Seemingly peaceful, yet seemingly containing countless storms that couldn’t be explored.
Jiang Wenjuan silently left their lives.
Pei Chuan was the last to know. He wheeled his chair to find his mother. Pei Haobin became hysterical for the first time: “Where do you think you can find her? She has a new home now, a new man! Can you bring her back? Do you think she wants to see me or you!”
Clearly April was spring, yet Pei Chuan felt endlessly cold.
Pei Haobin calmed himself. After a while he wiped his face: “I’m sorry.

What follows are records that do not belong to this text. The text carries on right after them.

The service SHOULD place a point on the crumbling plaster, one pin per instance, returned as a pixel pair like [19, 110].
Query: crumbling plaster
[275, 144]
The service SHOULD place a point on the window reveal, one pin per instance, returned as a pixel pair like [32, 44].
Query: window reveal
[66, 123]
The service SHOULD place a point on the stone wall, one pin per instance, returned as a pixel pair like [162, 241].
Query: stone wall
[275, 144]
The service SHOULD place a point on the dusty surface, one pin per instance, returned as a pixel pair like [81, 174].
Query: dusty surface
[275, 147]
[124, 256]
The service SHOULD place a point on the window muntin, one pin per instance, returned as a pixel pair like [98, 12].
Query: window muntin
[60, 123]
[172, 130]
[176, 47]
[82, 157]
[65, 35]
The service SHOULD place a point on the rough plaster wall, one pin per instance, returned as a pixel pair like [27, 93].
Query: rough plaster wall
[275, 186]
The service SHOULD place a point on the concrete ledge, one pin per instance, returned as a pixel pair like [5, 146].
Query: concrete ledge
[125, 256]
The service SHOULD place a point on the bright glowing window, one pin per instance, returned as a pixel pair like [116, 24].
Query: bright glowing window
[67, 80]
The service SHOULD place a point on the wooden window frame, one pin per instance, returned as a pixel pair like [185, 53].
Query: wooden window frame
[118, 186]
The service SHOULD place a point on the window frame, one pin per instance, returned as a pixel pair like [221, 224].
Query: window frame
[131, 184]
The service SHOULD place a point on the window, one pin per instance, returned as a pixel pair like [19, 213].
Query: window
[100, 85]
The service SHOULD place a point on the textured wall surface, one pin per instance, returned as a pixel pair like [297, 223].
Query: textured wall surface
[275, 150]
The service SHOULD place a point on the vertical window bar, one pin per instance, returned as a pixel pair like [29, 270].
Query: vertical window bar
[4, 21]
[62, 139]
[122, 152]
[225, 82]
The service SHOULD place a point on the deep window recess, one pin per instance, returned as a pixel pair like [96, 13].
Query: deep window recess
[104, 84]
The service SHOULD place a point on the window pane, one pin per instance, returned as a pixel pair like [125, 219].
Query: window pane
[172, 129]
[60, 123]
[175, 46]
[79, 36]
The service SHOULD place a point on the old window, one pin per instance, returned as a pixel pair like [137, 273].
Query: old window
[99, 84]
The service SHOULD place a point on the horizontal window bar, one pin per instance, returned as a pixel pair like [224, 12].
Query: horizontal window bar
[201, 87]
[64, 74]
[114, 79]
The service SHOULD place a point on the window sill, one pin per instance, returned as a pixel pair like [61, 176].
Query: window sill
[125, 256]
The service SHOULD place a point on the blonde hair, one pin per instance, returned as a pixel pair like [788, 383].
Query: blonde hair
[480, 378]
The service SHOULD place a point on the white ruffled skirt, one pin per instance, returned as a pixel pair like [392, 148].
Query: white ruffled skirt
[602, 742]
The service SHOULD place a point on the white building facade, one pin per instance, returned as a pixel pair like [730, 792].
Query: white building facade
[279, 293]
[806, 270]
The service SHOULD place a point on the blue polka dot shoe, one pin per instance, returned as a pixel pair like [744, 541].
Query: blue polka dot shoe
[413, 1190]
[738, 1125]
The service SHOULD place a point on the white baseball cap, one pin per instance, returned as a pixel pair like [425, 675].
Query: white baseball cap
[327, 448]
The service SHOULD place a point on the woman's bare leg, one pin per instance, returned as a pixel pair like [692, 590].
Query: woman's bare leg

Dad shouldn’t have said such things.”
“It’s fine.” Pei Chuan lowered his eyelids. After a long time, he returned to his room alone.
During Qingming Festival, Pei Haobin didn’t come to pick up Pei Chuan. Jiang Wenjuan had also left Pei Chuan’s life.
A heavy rain came suddenly. All the other children were either brought umbrellas in advance or picked up and taken home.
Pei Chuan gazed at the curtain of rain, remembering that childhood hailstorm. All the children had been picked up by their parents. He was unwilling to leave, stubbornly insisting on waiting for his mother. In the end, the teacher could only helplessly accompany him waiting at the kindergarten for a night.
It seemed from the very beginning to later, nothing had changed. People had grown up.
Being upright, kind, generous—it hadn’t brought even a bit of good fortune or change.
He drove his wheelchair forward, feeling a hatred that could tear heaven and earth apart.
From the fifth-grade side, a small figure ran through the rain.
When Pei Chuan raised his head and looked at her coldly—
Bei Yao held up an umbrella, raising it above his head.
Under the sky, she only had one umbrella.
Thunder rumbled. At that time, Bei Yao actually couldn’t see his expression very clearly.
She looked worriedly at the terrible weather, half her shoulder getting soaked.
If this person weren’t her neighbor’s older brother, if his parents hadn’t divorced at this time, Bei Yao wouldn’t have run over. After all, no one liked their warm face being pressed against a cold bottom. She and he weren’t even familiar.
From childhood until now, Pei Chuan had never given her a friendly face. He didn’t like her. To avoid embarrassment, Bei Yao generally wouldn’t interact with him either.
However, after all these years, her initial impression of Pei Chuan came from her mother’s words about him. This was a little hero who had traded his legs for countless families’ happiness.
Heroes shouldn’t be abandoned by the world—they should be respected. But it seemed everyone had forgotten his loss.
She sheltered the young boy under her umbrella: “Let’s go home, Pei Chuan.”